Um silêncio súbito preencheu todo aquele pátio enquanto Titânia falava. Um pequeno sorriso se formou no canto de sua boca.
— Você, garoto. — Ela apontou para aquele rapaz dos cabelos negros. — Será o primeiro a beber dos frascos.
O garoto assentiu e escolheu um dos frascos sem hesitar. Ele o abriu e bebeu todinho, então me lançou um olhar desafiador. Um por um, formamos fila para bebermos a poção da morte. Quando finalmente chegou a minha vez, também não hesitei, escolhi um dos frascos e o bebi. Não tinha gosto algum, era como tomar água, mas não sabia se o veneno também era insípido. Todos ficaram em silêncio após bebermos. Estávamos apreensivos e esperávamos o pior acontecer.
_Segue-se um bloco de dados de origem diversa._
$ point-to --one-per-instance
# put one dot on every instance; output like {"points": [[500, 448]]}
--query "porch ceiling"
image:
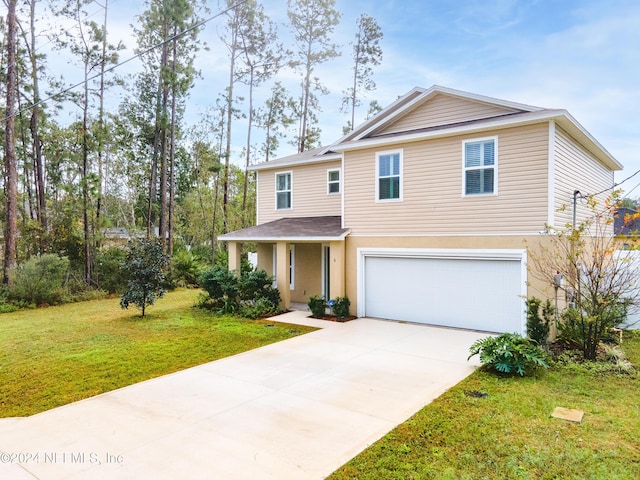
{"points": [[309, 229]]}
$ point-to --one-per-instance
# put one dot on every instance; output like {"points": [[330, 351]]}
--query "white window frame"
{"points": [[399, 175], [465, 169], [290, 191], [334, 182]]}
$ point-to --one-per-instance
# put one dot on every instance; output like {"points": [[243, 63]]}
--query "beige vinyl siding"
{"points": [[433, 203], [576, 169], [444, 110], [309, 192]]}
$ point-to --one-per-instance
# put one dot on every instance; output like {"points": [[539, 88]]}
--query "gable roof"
{"points": [[506, 114]]}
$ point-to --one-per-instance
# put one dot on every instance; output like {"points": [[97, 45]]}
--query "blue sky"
{"points": [[580, 55]]}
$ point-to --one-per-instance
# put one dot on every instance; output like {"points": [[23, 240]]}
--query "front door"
{"points": [[326, 272]]}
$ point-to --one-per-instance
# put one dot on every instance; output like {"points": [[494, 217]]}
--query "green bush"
{"points": [[145, 267], [186, 268], [317, 306], [259, 308], [586, 332], [509, 353], [341, 307], [223, 288], [109, 273], [252, 295], [40, 280], [538, 324]]}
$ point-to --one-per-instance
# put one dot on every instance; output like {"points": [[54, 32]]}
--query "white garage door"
{"points": [[474, 293]]}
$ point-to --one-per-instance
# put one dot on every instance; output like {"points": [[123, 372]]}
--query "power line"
{"points": [[617, 184], [138, 55]]}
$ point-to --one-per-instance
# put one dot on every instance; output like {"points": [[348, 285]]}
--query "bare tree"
{"points": [[11, 171], [366, 54], [598, 279], [312, 23]]}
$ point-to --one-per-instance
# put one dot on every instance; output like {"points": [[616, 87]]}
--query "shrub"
{"points": [[585, 331], [317, 306], [259, 308], [40, 280], [538, 325], [252, 295], [223, 287], [145, 266], [109, 273], [509, 353], [341, 307], [185, 268]]}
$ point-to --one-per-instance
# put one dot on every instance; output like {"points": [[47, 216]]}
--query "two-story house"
{"points": [[425, 213]]}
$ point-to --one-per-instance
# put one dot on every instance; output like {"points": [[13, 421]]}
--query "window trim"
{"points": [[333, 182], [277, 174], [400, 175], [494, 167]]}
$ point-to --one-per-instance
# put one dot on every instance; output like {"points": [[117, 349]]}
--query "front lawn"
{"points": [[53, 356], [510, 432]]}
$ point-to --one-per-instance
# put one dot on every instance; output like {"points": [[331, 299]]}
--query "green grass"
{"points": [[53, 356], [510, 433]]}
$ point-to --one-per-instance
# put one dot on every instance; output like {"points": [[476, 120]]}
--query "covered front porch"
{"points": [[306, 255]]}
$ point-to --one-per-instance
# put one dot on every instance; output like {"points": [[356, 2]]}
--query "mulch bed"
{"points": [[333, 318]]}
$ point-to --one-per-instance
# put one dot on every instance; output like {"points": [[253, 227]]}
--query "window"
{"points": [[333, 181], [480, 167], [389, 176], [283, 191]]}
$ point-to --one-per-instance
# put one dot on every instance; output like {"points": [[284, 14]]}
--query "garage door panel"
{"points": [[477, 294]]}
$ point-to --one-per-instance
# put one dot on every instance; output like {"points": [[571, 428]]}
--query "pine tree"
{"points": [[312, 23]]}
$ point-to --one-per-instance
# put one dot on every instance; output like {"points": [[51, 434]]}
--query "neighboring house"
{"points": [[425, 212], [626, 222]]}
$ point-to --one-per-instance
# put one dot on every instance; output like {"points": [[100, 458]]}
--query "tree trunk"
{"points": [[101, 118], [11, 229], [162, 222], [172, 147], [227, 151], [38, 167], [248, 158], [85, 183]]}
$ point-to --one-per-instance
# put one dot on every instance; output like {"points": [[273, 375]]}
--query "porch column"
{"points": [[282, 274], [235, 249], [337, 276]]}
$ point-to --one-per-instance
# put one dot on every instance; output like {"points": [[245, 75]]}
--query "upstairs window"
{"points": [[389, 176], [283, 191], [480, 167], [333, 181]]}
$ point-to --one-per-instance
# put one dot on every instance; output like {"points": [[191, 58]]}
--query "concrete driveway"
{"points": [[297, 409]]}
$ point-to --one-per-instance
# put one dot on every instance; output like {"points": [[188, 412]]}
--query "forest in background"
{"points": [[136, 167]]}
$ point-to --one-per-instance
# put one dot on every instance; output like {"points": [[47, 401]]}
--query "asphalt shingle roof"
{"points": [[295, 228]]}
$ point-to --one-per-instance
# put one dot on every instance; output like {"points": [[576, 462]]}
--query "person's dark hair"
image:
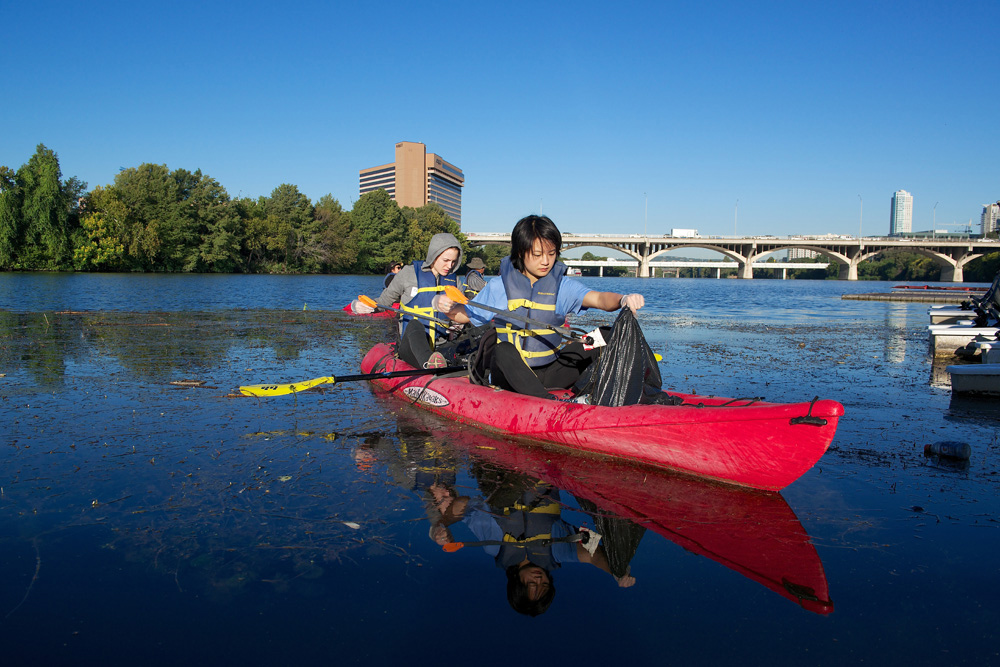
{"points": [[525, 232], [517, 593]]}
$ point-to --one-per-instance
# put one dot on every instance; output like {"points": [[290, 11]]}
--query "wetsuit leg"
{"points": [[509, 372], [568, 366], [415, 344]]}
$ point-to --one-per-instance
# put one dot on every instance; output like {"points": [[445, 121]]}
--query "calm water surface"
{"points": [[144, 522]]}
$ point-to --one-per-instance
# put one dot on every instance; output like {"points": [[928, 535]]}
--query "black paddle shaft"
{"points": [[392, 374]]}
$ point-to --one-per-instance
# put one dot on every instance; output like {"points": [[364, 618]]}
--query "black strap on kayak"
{"points": [[808, 418], [728, 404]]}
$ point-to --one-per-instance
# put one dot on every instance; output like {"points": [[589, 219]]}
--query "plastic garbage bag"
{"points": [[626, 373]]}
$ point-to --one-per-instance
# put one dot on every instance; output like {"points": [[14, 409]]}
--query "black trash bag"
{"points": [[626, 373]]}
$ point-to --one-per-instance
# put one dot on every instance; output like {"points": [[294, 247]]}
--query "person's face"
{"points": [[535, 579], [540, 259], [445, 262]]}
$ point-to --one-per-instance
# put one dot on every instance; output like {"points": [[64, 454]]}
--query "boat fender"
{"points": [[808, 418]]}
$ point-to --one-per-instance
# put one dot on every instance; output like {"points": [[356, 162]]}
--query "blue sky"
{"points": [[585, 111]]}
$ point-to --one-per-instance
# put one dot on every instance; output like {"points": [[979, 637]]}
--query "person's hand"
{"points": [[633, 301], [626, 579], [442, 303], [361, 308]]}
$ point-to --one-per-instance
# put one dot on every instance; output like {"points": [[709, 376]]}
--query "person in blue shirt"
{"points": [[533, 283]]}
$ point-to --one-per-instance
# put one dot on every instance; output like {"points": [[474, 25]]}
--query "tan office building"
{"points": [[417, 178]]}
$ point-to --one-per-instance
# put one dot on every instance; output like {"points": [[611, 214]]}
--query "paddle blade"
{"points": [[455, 294], [284, 389]]}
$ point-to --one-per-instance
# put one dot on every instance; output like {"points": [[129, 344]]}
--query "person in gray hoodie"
{"points": [[416, 288]]}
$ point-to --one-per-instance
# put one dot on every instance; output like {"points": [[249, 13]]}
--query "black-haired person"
{"points": [[533, 283], [416, 288]]}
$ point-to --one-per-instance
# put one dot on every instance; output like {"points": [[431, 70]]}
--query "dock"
{"points": [[911, 297]]}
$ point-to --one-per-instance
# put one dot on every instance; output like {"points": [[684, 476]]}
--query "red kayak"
{"points": [[751, 532], [741, 441]]}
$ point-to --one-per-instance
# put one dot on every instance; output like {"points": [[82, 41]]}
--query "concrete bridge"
{"points": [[716, 266], [949, 253]]}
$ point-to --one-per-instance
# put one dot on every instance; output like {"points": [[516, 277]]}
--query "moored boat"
{"points": [[748, 442]]}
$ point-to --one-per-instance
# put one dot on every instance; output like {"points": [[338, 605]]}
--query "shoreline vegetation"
{"points": [[155, 220]]}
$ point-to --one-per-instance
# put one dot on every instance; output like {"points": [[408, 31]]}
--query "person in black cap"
{"points": [[474, 280], [394, 268]]}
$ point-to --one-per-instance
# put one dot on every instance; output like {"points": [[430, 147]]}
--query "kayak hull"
{"points": [[750, 443], [751, 532]]}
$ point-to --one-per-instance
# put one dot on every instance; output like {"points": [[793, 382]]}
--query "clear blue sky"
{"points": [[582, 110]]}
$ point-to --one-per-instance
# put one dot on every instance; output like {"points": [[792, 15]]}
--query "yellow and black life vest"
{"points": [[537, 347], [428, 286]]}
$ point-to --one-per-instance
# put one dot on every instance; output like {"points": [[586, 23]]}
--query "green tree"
{"points": [[382, 231], [102, 246], [335, 242], [11, 224], [48, 218]]}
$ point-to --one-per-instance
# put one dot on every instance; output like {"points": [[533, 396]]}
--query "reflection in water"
{"points": [[515, 515], [895, 323]]}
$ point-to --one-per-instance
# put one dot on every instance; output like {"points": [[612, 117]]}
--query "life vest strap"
{"points": [[514, 304]]}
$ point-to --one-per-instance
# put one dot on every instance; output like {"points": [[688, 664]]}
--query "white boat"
{"points": [[949, 314], [946, 339], [975, 379]]}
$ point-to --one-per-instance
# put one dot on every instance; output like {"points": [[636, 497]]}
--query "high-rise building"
{"points": [[990, 220], [417, 178], [901, 215], [801, 253]]}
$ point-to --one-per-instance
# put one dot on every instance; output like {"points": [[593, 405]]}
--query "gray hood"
{"points": [[439, 243]]}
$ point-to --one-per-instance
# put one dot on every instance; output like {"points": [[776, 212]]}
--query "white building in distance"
{"points": [[901, 214], [990, 219]]}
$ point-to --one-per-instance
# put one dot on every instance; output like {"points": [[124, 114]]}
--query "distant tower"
{"points": [[990, 219], [417, 178], [901, 216]]}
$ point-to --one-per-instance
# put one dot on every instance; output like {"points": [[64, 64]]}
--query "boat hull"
{"points": [[945, 340], [975, 379], [749, 443], [754, 533]]}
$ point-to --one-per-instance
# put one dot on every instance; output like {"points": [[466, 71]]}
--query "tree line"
{"points": [[153, 219]]}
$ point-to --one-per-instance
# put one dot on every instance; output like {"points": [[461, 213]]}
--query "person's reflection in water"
{"points": [[520, 520]]}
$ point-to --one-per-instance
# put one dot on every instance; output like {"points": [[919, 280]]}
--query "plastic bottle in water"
{"points": [[950, 448]]}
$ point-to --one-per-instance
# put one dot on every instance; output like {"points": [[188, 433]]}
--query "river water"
{"points": [[145, 522]]}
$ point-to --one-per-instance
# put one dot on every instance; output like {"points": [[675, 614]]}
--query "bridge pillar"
{"points": [[848, 271], [952, 274]]}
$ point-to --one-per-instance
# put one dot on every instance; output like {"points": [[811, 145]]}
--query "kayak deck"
{"points": [[741, 441]]}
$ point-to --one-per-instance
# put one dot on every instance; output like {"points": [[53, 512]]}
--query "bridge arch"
{"points": [[848, 252]]}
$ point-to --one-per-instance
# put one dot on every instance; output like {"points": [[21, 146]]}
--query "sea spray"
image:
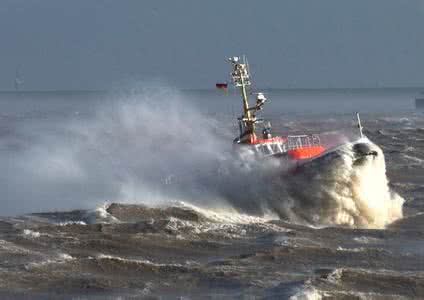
{"points": [[153, 146], [344, 188]]}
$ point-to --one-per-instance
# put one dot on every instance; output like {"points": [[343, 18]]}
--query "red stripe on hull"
{"points": [[306, 152]]}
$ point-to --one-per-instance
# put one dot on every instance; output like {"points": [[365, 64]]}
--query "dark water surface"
{"points": [[132, 195]]}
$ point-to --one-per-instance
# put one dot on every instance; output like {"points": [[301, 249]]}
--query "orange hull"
{"points": [[306, 152]]}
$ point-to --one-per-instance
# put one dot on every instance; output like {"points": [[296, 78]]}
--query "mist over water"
{"points": [[164, 206]]}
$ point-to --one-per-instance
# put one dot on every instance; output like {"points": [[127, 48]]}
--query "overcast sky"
{"points": [[89, 44]]}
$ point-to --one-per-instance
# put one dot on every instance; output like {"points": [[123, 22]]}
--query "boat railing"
{"points": [[301, 141]]}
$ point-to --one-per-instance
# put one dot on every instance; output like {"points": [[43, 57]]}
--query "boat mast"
{"points": [[241, 78]]}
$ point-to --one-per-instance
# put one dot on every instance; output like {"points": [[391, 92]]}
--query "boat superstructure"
{"points": [[263, 142]]}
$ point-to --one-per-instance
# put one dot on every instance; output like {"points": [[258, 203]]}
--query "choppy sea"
{"points": [[138, 194]]}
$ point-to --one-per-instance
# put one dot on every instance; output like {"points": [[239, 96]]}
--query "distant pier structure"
{"points": [[18, 80]]}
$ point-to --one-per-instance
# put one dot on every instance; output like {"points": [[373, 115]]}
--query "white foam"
{"points": [[31, 234], [307, 293], [340, 190]]}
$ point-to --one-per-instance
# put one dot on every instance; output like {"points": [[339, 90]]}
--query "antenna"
{"points": [[359, 125]]}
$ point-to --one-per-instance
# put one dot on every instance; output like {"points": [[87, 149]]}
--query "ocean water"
{"points": [[138, 194]]}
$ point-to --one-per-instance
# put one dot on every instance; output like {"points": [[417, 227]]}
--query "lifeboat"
{"points": [[256, 134]]}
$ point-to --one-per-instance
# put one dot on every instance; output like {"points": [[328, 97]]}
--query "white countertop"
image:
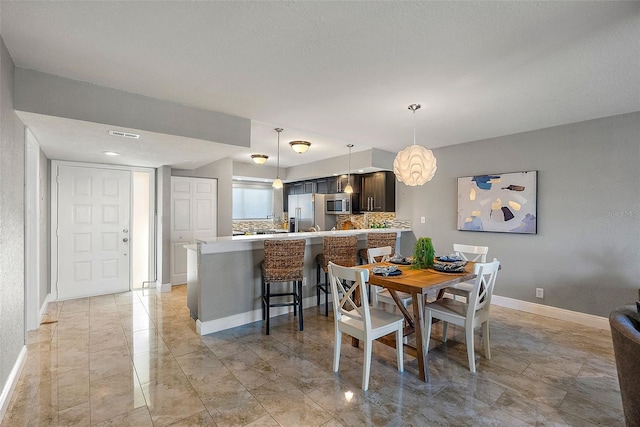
{"points": [[254, 241]]}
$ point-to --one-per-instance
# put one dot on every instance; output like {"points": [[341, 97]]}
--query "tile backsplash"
{"points": [[359, 221], [365, 220]]}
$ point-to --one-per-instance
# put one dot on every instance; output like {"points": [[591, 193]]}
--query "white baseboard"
{"points": [[12, 381], [553, 312], [216, 325]]}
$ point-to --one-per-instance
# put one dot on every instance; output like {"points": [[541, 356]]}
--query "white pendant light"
{"points": [[349, 189], [415, 165], [277, 183]]}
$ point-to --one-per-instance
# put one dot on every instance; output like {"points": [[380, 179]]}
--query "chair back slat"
{"points": [[471, 253], [383, 252], [480, 296], [344, 296]]}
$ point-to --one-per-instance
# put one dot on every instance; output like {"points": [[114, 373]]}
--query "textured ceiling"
{"points": [[341, 72]]}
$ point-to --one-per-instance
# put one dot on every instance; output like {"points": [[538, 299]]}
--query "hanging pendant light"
{"points": [[349, 189], [415, 165], [277, 183]]}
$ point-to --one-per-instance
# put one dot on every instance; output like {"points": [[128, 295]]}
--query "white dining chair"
{"points": [[379, 294], [467, 315], [467, 253], [359, 320]]}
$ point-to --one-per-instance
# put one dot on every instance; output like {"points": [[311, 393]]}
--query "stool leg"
{"points": [[300, 302], [326, 295], [268, 302], [264, 310], [317, 284], [296, 301]]}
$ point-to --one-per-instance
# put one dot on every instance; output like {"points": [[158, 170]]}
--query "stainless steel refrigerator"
{"points": [[306, 211]]}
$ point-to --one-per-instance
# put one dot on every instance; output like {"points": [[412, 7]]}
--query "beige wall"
{"points": [[12, 152], [586, 252]]}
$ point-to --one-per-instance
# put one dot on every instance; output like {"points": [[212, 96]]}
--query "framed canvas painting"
{"points": [[504, 203]]}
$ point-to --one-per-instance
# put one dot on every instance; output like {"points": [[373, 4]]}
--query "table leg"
{"points": [[421, 346]]}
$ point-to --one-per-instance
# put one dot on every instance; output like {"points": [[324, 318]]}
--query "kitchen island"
{"points": [[224, 278]]}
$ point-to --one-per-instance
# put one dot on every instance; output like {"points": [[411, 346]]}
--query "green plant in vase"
{"points": [[423, 253]]}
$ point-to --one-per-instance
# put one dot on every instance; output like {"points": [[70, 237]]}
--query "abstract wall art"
{"points": [[504, 203]]}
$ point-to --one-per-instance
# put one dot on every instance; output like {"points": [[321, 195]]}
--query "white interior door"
{"points": [[193, 216], [93, 231]]}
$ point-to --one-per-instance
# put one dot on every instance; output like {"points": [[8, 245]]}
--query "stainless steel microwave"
{"points": [[337, 204]]}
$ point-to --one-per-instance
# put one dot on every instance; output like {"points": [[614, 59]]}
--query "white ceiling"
{"points": [[333, 73]]}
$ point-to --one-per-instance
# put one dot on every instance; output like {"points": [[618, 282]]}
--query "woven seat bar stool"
{"points": [[283, 263], [340, 250], [378, 240]]}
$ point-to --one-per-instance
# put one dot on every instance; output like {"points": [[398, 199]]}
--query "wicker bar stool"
{"points": [[341, 250], [283, 262], [377, 240]]}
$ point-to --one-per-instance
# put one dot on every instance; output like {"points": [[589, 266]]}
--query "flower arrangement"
{"points": [[423, 253]]}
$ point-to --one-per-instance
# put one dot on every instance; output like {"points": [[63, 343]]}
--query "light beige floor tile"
{"points": [[171, 399], [73, 388], [110, 361], [138, 417], [200, 419], [106, 338], [75, 416], [234, 408], [88, 367], [154, 365], [115, 395]]}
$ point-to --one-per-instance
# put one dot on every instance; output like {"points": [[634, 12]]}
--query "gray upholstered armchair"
{"points": [[625, 332]]}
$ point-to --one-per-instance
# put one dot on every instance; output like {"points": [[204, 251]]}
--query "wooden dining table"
{"points": [[417, 282]]}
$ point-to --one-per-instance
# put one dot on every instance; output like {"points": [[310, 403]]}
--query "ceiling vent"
{"points": [[124, 134]]}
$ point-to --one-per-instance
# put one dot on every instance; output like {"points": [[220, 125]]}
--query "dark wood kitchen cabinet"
{"points": [[337, 184], [378, 192]]}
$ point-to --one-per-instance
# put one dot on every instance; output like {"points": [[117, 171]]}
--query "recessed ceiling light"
{"points": [[124, 134], [300, 146], [259, 158]]}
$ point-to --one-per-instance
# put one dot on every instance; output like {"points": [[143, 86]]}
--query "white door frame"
{"points": [[32, 232], [54, 215]]}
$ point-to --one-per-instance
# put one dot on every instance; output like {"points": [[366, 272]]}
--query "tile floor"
{"points": [[135, 359]]}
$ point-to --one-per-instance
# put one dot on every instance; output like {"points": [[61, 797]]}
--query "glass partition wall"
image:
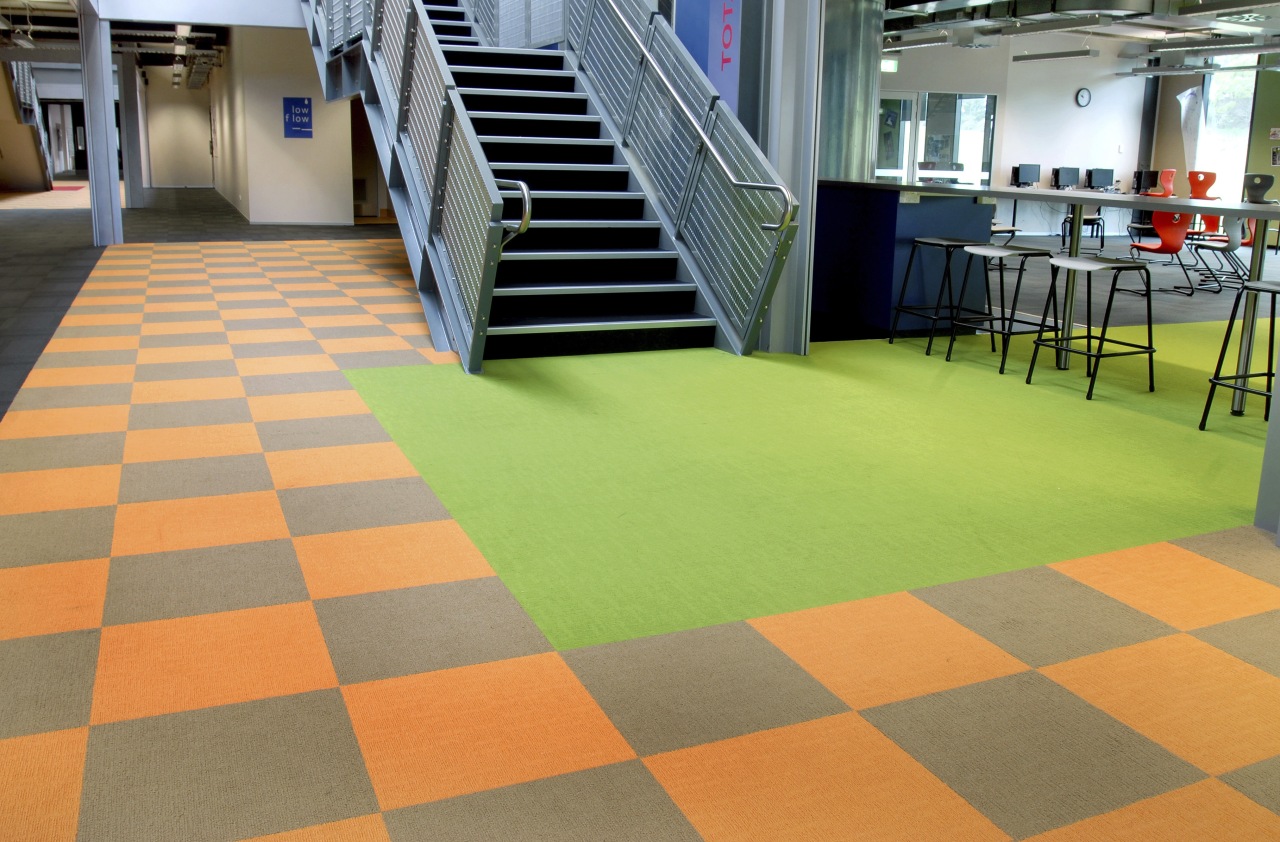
{"points": [[935, 137]]}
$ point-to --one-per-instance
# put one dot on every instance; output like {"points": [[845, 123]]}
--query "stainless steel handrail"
{"points": [[789, 200], [528, 213]]}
— E então? Nada está acontecendo... — falou o garoto negro a minha frente, quebrando o silêncio lúgubre que pairava no ar. — Digo, já faz cinco minutos que bebemos dos frascos. Não era para alguém já começar a sentir mal? Não acho que todos escolheram a poção certa.
Todos começaram a falar ao mesmo tempo, fazendo com que uma pequena confusão se instaurasse. Titânia de repente começou a gargalhar, quase caindo para trás de tanto rir.
— Eu falhei. Pelo visto, passaram mais do que eu tinha previsto.
— Isso é algum tipo de brincadeira? — Um rapaz esguio, que se destacava por seu topete estranho, gritou inconformado.
— E por que seria? — disse Titânia, lançando-nos um olhar sério após enxugar suas lágrimas da longa gargalhada. — Qual o seu nome, garoto? — perguntou ao rapaz de cabelos negros.
— Eu me chamo Gredy — respondeu ele.
— Gosto de sua determinação — suspirou Titânia. — Gosto da determinação de todos vocês. O motivo real dessa prova não foi fazer uma brincadeira com vocês, muito pelo contrário. Eu queria saber quem realmente teria coragem para arriscar sua própria vida por nossa ordem. A verdade é que, haverá momentos em suas vidas que terão de arriscar tudo pelo o que almejam proteger, e é nesse momento que a sua integridade será posta à prova. Se tornar um cavaleiro, é mais do que apenas vestir uma armadura e usar uma espada. É mais do que um título. É mais do que um nome. Ser um cavaleiro branco, é dar a sua própria vida em favor de outra. É deixar tudo para trás, tudo que você é, tudo o que já foi, apenas por um único objetivo. — Ela finalmente deu uma pausa, e fez uma continência para todos nós. — Que meu escudo traga a paz e minha espada a justiça. Por Misalem.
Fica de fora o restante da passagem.